The $200-million investment by Dubai-owned DP World has turned the Prince Rupert facility into Canada’s second largest container terminal, increasing the annual capacity from 850,000 twenty-foot equivalent unit (TEU) containers to 1.35 million. Since opening in 2007, the container has grown from weekly service featuring one train per week to servicing major steamship companies and more than 14 trains a week. An upgrade was needed, said DP World Canada’s general manager Maksim Mihic in a statement.
“Prince Rupert’s success has been driven by its unparalleled geographical position on the trans-Pacific trade route, its high terminal productivity and its consistently low dwell times that have sustained despite our significant growth,” Mihic said.
With CN’s exclusive access to the terminal, Raymond James analyst Steve Hansen said in a note to clients Tuesday that the Port of Prince Rupert is “a strategic gem.”

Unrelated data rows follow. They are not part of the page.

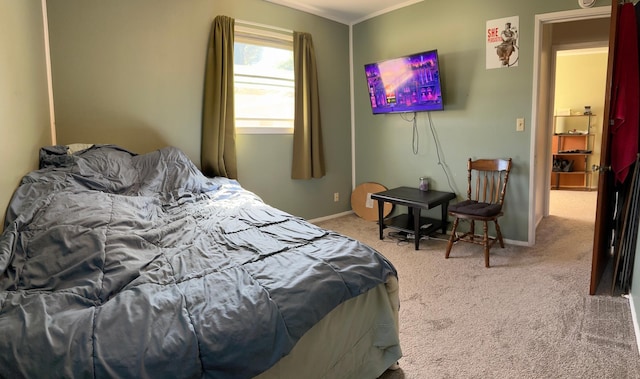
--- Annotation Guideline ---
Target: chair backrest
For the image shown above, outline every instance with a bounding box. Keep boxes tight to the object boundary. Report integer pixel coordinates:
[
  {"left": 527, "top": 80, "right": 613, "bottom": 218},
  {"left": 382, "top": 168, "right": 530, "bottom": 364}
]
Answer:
[{"left": 467, "top": 158, "right": 511, "bottom": 207}]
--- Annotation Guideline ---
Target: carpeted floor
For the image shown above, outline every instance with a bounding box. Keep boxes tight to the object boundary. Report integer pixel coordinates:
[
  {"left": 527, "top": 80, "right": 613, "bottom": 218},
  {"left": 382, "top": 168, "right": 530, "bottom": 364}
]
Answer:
[{"left": 319, "top": 191, "right": 640, "bottom": 379}]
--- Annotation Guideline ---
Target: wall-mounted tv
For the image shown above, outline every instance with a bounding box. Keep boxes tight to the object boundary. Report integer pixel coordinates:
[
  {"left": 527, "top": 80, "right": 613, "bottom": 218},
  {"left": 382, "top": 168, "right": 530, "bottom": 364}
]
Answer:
[{"left": 364, "top": 50, "right": 444, "bottom": 114}]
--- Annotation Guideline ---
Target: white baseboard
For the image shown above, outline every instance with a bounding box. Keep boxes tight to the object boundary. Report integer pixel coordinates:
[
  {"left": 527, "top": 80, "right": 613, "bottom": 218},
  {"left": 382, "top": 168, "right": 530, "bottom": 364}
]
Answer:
[
  {"left": 629, "top": 295, "right": 640, "bottom": 353},
  {"left": 307, "top": 211, "right": 353, "bottom": 224}
]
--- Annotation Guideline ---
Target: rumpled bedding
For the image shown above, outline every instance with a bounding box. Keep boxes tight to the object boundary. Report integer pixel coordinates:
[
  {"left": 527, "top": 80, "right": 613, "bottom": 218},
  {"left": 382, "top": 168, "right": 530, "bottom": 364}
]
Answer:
[{"left": 0, "top": 145, "right": 396, "bottom": 378}]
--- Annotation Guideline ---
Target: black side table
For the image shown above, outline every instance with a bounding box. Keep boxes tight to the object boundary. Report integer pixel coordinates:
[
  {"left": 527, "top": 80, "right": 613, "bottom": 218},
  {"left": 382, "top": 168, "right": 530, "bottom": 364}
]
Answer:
[{"left": 371, "top": 187, "right": 456, "bottom": 250}]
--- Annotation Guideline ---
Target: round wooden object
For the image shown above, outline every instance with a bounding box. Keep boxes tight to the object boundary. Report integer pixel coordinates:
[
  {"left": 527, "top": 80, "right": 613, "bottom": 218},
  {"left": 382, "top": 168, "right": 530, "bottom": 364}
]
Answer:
[{"left": 351, "top": 182, "right": 393, "bottom": 221}]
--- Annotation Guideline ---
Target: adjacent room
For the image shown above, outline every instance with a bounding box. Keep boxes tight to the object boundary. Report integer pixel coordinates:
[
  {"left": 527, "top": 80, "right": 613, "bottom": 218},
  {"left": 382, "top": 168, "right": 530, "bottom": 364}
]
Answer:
[{"left": 0, "top": 0, "right": 640, "bottom": 379}]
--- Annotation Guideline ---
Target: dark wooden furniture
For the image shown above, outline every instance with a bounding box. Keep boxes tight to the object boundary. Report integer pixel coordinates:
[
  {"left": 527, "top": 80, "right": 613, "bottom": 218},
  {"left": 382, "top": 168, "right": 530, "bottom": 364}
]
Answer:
[
  {"left": 371, "top": 187, "right": 456, "bottom": 250},
  {"left": 445, "top": 158, "right": 511, "bottom": 267}
]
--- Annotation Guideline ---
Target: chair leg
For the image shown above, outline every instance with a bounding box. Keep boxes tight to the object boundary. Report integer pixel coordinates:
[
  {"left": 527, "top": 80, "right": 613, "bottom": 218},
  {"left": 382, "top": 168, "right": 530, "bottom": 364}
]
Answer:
[
  {"left": 444, "top": 217, "right": 460, "bottom": 259},
  {"left": 493, "top": 220, "right": 504, "bottom": 249},
  {"left": 482, "top": 221, "right": 489, "bottom": 268}
]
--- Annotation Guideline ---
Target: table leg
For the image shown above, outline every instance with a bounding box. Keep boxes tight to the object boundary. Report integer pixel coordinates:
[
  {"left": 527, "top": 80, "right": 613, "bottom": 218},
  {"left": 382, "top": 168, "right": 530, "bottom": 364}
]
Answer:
[
  {"left": 378, "top": 200, "right": 384, "bottom": 239},
  {"left": 440, "top": 201, "right": 449, "bottom": 234},
  {"left": 413, "top": 208, "right": 420, "bottom": 250}
]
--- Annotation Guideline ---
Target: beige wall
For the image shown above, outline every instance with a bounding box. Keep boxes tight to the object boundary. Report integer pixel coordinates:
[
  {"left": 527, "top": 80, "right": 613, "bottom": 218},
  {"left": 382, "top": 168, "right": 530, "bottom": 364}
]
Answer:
[{"left": 0, "top": 0, "right": 51, "bottom": 229}]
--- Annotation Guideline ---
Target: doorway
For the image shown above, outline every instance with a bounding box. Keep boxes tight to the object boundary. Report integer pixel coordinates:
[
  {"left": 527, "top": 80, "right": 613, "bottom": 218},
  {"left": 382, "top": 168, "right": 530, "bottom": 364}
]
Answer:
[
  {"left": 549, "top": 45, "right": 609, "bottom": 217},
  {"left": 529, "top": 7, "right": 611, "bottom": 245}
]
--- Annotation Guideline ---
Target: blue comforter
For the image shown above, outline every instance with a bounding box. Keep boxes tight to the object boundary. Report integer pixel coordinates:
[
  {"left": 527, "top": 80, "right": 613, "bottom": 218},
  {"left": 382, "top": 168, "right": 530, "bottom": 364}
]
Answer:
[{"left": 0, "top": 145, "right": 395, "bottom": 378}]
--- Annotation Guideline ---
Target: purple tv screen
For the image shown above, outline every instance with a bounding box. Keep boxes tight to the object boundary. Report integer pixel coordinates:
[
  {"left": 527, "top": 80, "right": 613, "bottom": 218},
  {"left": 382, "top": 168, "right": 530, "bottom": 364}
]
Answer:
[{"left": 364, "top": 50, "right": 444, "bottom": 114}]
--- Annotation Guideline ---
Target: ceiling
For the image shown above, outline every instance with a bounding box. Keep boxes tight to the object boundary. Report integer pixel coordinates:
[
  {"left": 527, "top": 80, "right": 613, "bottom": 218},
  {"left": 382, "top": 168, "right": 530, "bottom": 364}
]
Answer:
[{"left": 265, "top": 0, "right": 423, "bottom": 25}]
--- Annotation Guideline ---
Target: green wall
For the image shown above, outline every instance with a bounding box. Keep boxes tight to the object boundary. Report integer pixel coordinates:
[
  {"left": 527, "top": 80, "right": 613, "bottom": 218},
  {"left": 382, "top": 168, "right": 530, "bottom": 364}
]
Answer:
[
  {"left": 48, "top": 0, "right": 600, "bottom": 241},
  {"left": 48, "top": 0, "right": 351, "bottom": 218},
  {"left": 0, "top": 0, "right": 51, "bottom": 230},
  {"left": 353, "top": 0, "right": 592, "bottom": 241}
]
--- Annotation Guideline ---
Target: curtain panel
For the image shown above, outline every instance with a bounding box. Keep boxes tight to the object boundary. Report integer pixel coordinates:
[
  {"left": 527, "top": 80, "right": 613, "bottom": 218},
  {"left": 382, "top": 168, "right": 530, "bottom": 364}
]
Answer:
[
  {"left": 200, "top": 16, "right": 238, "bottom": 179},
  {"left": 291, "top": 32, "right": 325, "bottom": 179}
]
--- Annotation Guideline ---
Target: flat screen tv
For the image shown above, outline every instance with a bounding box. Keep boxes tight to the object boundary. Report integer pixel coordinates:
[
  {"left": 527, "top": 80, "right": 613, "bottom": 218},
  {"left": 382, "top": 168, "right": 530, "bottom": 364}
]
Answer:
[{"left": 364, "top": 50, "right": 444, "bottom": 114}]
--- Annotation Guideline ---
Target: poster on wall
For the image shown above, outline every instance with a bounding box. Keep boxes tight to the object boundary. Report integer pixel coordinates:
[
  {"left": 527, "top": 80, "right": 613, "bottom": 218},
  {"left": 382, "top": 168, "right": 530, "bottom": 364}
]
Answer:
[{"left": 486, "top": 16, "right": 520, "bottom": 70}]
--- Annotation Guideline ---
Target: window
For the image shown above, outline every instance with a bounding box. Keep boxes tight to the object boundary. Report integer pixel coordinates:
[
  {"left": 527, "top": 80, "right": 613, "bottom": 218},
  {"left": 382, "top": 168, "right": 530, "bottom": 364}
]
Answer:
[{"left": 233, "top": 25, "right": 295, "bottom": 134}]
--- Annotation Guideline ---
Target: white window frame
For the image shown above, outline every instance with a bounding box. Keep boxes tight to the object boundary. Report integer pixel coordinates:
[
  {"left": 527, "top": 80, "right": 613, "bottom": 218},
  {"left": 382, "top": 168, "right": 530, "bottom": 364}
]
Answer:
[{"left": 234, "top": 23, "right": 295, "bottom": 134}]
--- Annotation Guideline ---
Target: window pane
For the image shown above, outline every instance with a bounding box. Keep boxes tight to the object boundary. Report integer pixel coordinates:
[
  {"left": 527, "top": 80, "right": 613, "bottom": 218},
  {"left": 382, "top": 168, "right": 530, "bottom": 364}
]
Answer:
[
  {"left": 235, "top": 77, "right": 294, "bottom": 120},
  {"left": 234, "top": 42, "right": 295, "bottom": 133}
]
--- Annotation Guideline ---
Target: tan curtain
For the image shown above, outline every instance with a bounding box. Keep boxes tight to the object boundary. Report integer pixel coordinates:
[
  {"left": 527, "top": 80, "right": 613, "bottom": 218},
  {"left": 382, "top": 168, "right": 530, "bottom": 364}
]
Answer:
[
  {"left": 291, "top": 32, "right": 325, "bottom": 179},
  {"left": 200, "top": 16, "right": 238, "bottom": 179}
]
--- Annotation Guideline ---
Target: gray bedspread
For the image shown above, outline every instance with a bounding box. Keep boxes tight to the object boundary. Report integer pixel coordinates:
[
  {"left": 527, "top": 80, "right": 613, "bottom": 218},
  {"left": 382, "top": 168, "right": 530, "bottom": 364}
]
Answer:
[{"left": 0, "top": 145, "right": 395, "bottom": 378}]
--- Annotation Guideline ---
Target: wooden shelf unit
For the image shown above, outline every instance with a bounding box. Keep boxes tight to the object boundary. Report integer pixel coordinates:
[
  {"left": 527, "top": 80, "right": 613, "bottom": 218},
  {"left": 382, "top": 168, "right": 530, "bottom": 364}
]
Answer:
[{"left": 551, "top": 114, "right": 594, "bottom": 190}]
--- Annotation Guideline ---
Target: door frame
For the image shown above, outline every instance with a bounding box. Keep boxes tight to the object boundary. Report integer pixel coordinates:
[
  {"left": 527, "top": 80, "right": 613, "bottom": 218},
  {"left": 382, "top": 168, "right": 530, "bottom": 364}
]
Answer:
[{"left": 528, "top": 6, "right": 611, "bottom": 246}]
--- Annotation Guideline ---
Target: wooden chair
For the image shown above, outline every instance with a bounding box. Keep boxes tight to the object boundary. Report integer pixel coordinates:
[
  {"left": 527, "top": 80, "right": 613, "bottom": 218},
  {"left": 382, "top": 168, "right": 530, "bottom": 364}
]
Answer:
[{"left": 445, "top": 158, "right": 511, "bottom": 267}]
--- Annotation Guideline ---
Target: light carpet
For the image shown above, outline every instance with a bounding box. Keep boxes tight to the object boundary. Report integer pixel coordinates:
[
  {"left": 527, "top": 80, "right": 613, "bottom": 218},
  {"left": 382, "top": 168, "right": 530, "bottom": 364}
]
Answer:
[{"left": 318, "top": 191, "right": 640, "bottom": 379}]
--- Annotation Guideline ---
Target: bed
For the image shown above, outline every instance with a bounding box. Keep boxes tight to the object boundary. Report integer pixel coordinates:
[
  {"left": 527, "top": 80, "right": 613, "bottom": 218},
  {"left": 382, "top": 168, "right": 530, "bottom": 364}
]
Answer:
[{"left": 0, "top": 145, "right": 401, "bottom": 379}]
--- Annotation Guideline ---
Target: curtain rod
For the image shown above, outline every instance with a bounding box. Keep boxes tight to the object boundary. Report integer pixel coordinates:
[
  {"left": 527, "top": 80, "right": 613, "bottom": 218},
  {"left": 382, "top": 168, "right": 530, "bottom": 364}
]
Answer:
[{"left": 236, "top": 20, "right": 293, "bottom": 33}]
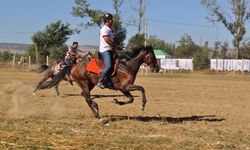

“While CN’s vast network affords it many unique growth opportunities, the Port of Prince Rupert is quickly emerging as one of the railroad’s most prized growth corridors,” Hansen wrote, pointing to a “flurry” of current and future capital investment thanks to the site’s many advantages, including reduced congestion time and expenses in Canadian dollars.
Canada’s largest national railway has seen consistent growth this year, with higher freight volumes across a range of sectors driving a 20 per cent quarterly profit gain last month.
Walter Spracklin, an analyst with RBC Capital Markets, said in a note to clients that the upgraded Fairview Container terminal is winning share, as volume flows to CN.
“Based on the rapid expansion of volumes at Fairview, we believe that the advantages the terminal offers, namely the shortest sailing distance from Shanghai to the west coast and fast container evacuation is resonating with shippers,” Spracklin wrote.
Spracklin also said that in addition to boosting cargo volume, the Prince Rupert expansion could offer the opportunity to diversify the mix of cargo, particularly when it comes to liquefied natural gas and grain.
CN said it is committed to selling 80 per cent of the new capacity within three years.
Last week, both CN and Canadian Pacific Railway called on the federal government to invest infrastructure funds in rail capacity to Vancouver’s export terminals. CN said the new investments being made along the western coast will challenge existing rail infrastructure, and the government should prioritize infrastructure funding, particularly to Vancouver’s north shore.